Sin embargo, un efecto positivo de las acciones rusas ha sido que activó la totalidad del sistema de derechos humanos a nivel mundial creado para lidiar con crisis como esta. El Consejo de Derechos Humanos de la ONU inició rápidamente una investigación con el fin de documentar y preservar evidencias de violaciones de derechos humanos en la guerra y luego creó una relatoría especial para el seguimiento a la situación de los derechos humanos en Rusia. La Asamblea General de la ONU condenó cuatro veces —en casi todos los casos por amplia mayoría— tanto la invasión por parte de Rusia como sus violaciones de derechos humanos. La Asamblea General también suspendió a Rusia del Consejo de Derechos Humanos, y mermó así su capacidad disruptiva sobre Ucrania y respecto de otras graves crisis de derechos humanos analizadas por el consejo.
Los países europeos recibieron a millones de refugiados ucranianos, una respuesta encomiable que también puso en evidencia la doble moral de la mayoría de los países miembros de la Unión Europea con respecto a cómo tratan en la actualidad a innumerables ciudadanos sirios, afganos, palestinos, somalíes y otras personas que buscan asilo.
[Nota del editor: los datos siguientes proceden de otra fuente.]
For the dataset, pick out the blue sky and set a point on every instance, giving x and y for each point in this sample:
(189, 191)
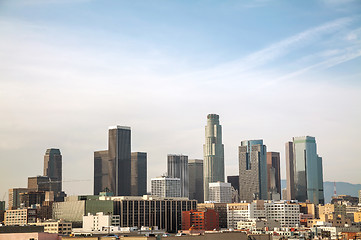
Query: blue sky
(270, 69)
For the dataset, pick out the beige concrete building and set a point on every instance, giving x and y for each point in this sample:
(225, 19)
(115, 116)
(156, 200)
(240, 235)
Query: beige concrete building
(357, 217)
(221, 208)
(59, 227)
(29, 236)
(20, 217)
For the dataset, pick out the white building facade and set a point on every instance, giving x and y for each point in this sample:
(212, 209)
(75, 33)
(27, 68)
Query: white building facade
(99, 222)
(220, 192)
(286, 212)
(244, 211)
(166, 187)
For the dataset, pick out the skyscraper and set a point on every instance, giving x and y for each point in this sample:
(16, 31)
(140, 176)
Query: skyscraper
(178, 168)
(213, 163)
(112, 167)
(139, 174)
(252, 171)
(195, 169)
(307, 170)
(274, 173)
(53, 168)
(289, 172)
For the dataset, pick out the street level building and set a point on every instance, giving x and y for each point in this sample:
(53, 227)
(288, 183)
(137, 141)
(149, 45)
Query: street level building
(20, 217)
(112, 167)
(75, 207)
(59, 227)
(139, 173)
(213, 163)
(244, 211)
(165, 213)
(166, 187)
(200, 220)
(178, 168)
(220, 192)
(220, 208)
(195, 169)
(304, 170)
(287, 213)
(252, 171)
(99, 221)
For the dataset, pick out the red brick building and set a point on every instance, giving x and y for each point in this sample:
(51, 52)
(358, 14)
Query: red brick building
(207, 220)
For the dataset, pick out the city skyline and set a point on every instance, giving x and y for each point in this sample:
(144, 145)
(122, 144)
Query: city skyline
(162, 73)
El fiscal de la Corte Penal Internacional (CPI) en La Haya abrió una investigación sobre Ucrania luego de que una cantidad sin precedentes de países miembros del tribunal le remitieran la situación. Diversos gobiernos también se han movilizado para debilitar la influencia y el poderío militar global de Putin; por ejemplo, la Unión Europea (UE), EE. UU., el Reino Unido, Canadá y otros países aplicaron sanciones internacionales específicas contra personas, empresas y otras entidades rusas.
Esta respuesta extraordinaria demostró lo que es posible hacer para impulsar la rendición de cuentas, proteger a los refugiados y salvaguardar los derechos humanos de algunas de las personas más vulnerables del mundo. A su vez, los ataques contra civiles y los abusos nefastos cometidos en Ucrania deben ser un recordatorio de que este apoyo consolidado, si bien es fundamental, no debe confundirse con una solución rápida.
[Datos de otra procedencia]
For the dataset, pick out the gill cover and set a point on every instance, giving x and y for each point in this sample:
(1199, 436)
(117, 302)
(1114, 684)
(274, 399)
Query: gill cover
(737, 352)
Más bien, los gobiernos deben reflexionar sobre cuál sería la situación si la comunidad internacional hubiera actuado en forma coordinada para que Putin rindiera cuentas mucho antes, en 2014, cuando se desató la guerra en el este de Ucrania; en 2015, por los abusos en Siria; o por la agudización de las medidas represivas contra los derechos humanos dentro de Rusia en la última década. El desafío a futuro es que los gobiernos repitan lo mejor de la respuesta internacional en Ucrania y aumenten la voluntad política de abordar otras crisis que se desarrollen en todo el mundo hasta que haya mejorado genuinamente la situación de los derechos humanos.
Asegurar rendición de cuentas en Etiopía
El conflicto armado en el norte de Etiopía ha recibido apenas una pequeña parte de la atención mundial, que se ha concentrado en Ucrania, a pesar de que han transcurrido dos años de atrocidades, incluidas varias masacres perpetradas por las partes en conflicto.
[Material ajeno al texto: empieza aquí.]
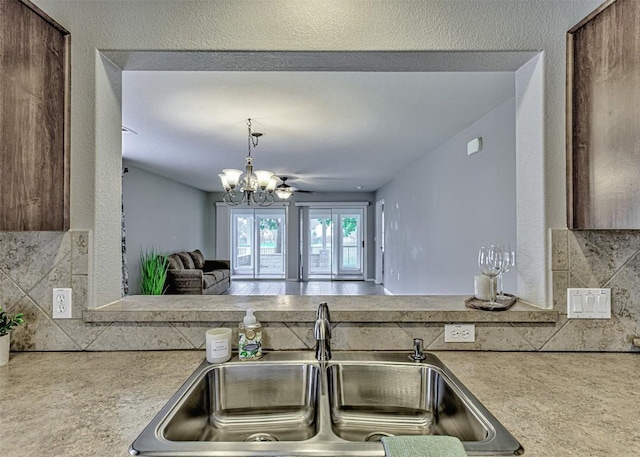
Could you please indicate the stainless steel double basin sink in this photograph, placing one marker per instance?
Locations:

En 2020, las tensiones entre el gobierno federal de Etiopía y las autoridades regionales de Tigray, el Frente de Liberación Popular de Tigray (FLPT), culminaron en un conflicto en esa región, en el cual las fuerzas regionales de Amhara y el Ejército de Eritrea prestaron su apoyo a las fuerzas armadas etíopes. Desde entonces, el gobierno ha restringido drásticamente el acceso de investigadores de derechos y periodistas independientes a las áreas afectadas por el conflicto, por lo que resulta difícil tomar conocimiento de los abusos a medida que se producen, incluso con la expansión del conflicto a las regiones vecinas de Amhara y Afar.
La ONU y gobiernos han condenado las ejecuciones sumarias, la violencia sexual generalizada y el saqueo, pero no han hecho mucho más que eso. Como consecuencia de una campaña de limpieza étnica contra la población tigray en Tigray Occidental, se produjeron numerosas muertes, hechos de violencia sexual, detenciones masivas y el desplazamiento forzado de miles de personas. El asedio que impuso el gobierno en la región de Tigray continuó durante todo 2022 e impidió a la población civil acceder a alimentos, medicamentos y asistencia humanitaria vital, además de servicios de electricidad, bancarios y de comunicación, lo que representa una violación del derecho internacional.
Los tres miembros africanos elegidos para integrar el Consejo de Seguridad de la ONU —Gabón, Ghana y Kenia— así como Rusia y China, han impedido incluso que se incluya a Etiopía en la agenda de debate formal, a pesar de que el consejo tiene como mandato mantener y restablecer la paz y la seguridad internacional.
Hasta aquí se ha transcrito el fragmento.